Im Gefolge von Bornes Zitat von 49,3, wie Oppositionsabgeordnete sangen Die Marseillaise, Frankreichs Nationalhymne, und hielt Plakate mit der Aufschrift “Nein!” Bis zum Rentenalter von 64 Jahren haben Abgeordnete zweier Fraktionen dem von ihr geführten Kabinett das Misstrauen ausgesprochen. Die erste kam von der LIOT-Gruppe (z Libertés, Indépendants, Outre-mer et Territoires) bestehend aus Zentristen und Gemäßigten, und die zweite kam von Marine Le Pens rechtsextremer National Rally (Rassemblement National oder RN).

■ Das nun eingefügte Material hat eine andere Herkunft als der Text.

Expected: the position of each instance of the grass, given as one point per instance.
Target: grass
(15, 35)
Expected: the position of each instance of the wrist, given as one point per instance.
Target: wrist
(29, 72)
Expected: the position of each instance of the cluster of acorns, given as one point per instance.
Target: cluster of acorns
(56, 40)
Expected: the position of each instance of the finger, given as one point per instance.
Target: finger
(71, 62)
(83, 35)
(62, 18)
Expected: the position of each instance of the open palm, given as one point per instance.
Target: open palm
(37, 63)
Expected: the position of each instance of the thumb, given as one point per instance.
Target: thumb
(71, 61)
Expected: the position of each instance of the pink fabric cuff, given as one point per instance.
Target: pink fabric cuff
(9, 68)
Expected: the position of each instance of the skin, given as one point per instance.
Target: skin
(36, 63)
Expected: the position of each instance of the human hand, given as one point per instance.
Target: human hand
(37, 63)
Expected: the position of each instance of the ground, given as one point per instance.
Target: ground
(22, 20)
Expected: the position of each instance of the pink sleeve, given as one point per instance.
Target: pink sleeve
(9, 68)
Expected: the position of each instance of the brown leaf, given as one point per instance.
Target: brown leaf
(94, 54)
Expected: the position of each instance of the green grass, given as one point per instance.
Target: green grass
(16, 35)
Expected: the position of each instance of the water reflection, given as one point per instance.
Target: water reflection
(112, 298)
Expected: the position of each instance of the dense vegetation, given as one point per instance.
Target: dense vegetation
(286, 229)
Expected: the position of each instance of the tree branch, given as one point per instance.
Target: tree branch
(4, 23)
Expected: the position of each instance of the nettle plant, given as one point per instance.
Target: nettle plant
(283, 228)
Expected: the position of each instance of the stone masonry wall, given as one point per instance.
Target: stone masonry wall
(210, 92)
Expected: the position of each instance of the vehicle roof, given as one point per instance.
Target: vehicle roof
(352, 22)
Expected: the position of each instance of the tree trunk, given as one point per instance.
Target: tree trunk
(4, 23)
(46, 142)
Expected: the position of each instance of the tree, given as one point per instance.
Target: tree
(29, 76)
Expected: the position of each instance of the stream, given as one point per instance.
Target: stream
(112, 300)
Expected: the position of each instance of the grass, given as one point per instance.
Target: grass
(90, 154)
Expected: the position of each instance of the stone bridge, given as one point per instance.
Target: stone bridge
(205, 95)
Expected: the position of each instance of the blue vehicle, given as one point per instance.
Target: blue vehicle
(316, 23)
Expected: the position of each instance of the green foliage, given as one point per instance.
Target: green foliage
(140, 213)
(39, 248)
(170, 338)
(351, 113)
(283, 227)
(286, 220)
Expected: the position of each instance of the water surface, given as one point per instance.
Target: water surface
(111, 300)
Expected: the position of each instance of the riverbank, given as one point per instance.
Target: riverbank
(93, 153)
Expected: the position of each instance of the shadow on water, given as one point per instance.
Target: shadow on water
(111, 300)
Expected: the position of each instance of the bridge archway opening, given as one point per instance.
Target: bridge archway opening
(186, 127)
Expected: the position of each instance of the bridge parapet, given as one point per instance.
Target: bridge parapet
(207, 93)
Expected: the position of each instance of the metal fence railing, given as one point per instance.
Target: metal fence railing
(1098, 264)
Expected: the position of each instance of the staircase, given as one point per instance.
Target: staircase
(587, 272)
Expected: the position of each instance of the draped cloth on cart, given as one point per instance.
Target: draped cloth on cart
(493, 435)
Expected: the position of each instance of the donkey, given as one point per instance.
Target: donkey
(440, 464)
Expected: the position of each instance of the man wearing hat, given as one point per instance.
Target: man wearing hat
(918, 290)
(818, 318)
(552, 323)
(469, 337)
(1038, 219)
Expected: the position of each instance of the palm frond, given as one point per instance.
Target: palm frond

Der Mehrparteienantrag der LIOT-Gruppe, der von der linken NUPES-Gruppe mitunterzeichnet wurde, gibt der Regierung mehr Anlass zur Sorge. Sie könnte Unterstützung von anderen Mitgliedern der Linken, der extremen Rechten und sogar von Mitgliedern der Mitte-Rechts erhalten Les Républicains (LR), die die Regierung und ihre Rentenreform stürzen wollen. Die kleine LIOT-Gruppe befindet sich somit an einem Dreh- und Angelpunkt inmitten der Opposition gegen Macron von rechts und links.

Misstrauensvoten müssen innerhalb von 24 Stunden nach Auslösung von Artikel 49.3 durch die Regierung eingereicht werden, und die Debatte kann dann nach 48 Stunden zu einem Zeitpunkt beginnen, der von einem Versammlungsorgan festgelegt wird, das sich aus Abgeordneten in verschiedenen Führungspositionen zusammensetzt. Die Debatten über die beiden eingereichten Misstrauensvoten beginnen in der Versammlung am Montag, den 20. März, um 16.00 Uhr Pariser Zeit. Ein erfolgreiches Misstrauensvotum muss von einer absoluten Mehrheit der Abgeordneten – derzeit 287 – unterstützt werden, die verhindert, dass eine einfache Mehrheit, unterstützt durch Enthaltungen, eine Regierung stürzt.

Mit dieser Anforderung ist es unwahrscheinlich, dass eine Abstimmung zustande kommt. Selbst mit der Unterstützung aller 149 Abgeordneten in der NUPES, 88 in der RN und 20 in LIOT würde der Antrag um 32 Stimmen verfehlt werden. Um dieses Defizit zu überwinden, mehr als die Hälfte der Les Républicains Auch die Abgeordneten müssten sie unterstützen, trotz des Widerstands von Parteipräsident Éric Ciotti gegen eine solche Vorgehensweise. Das bedeutet, dass eine erfolgreiche Abstimmung die Unterstützung von unwahrscheinlichen Überläufern aus Macrons eigenen Reihen benötigen würde Renaissance Partei oder seine parlamentarischen Verbündeten in Modem and Horizons.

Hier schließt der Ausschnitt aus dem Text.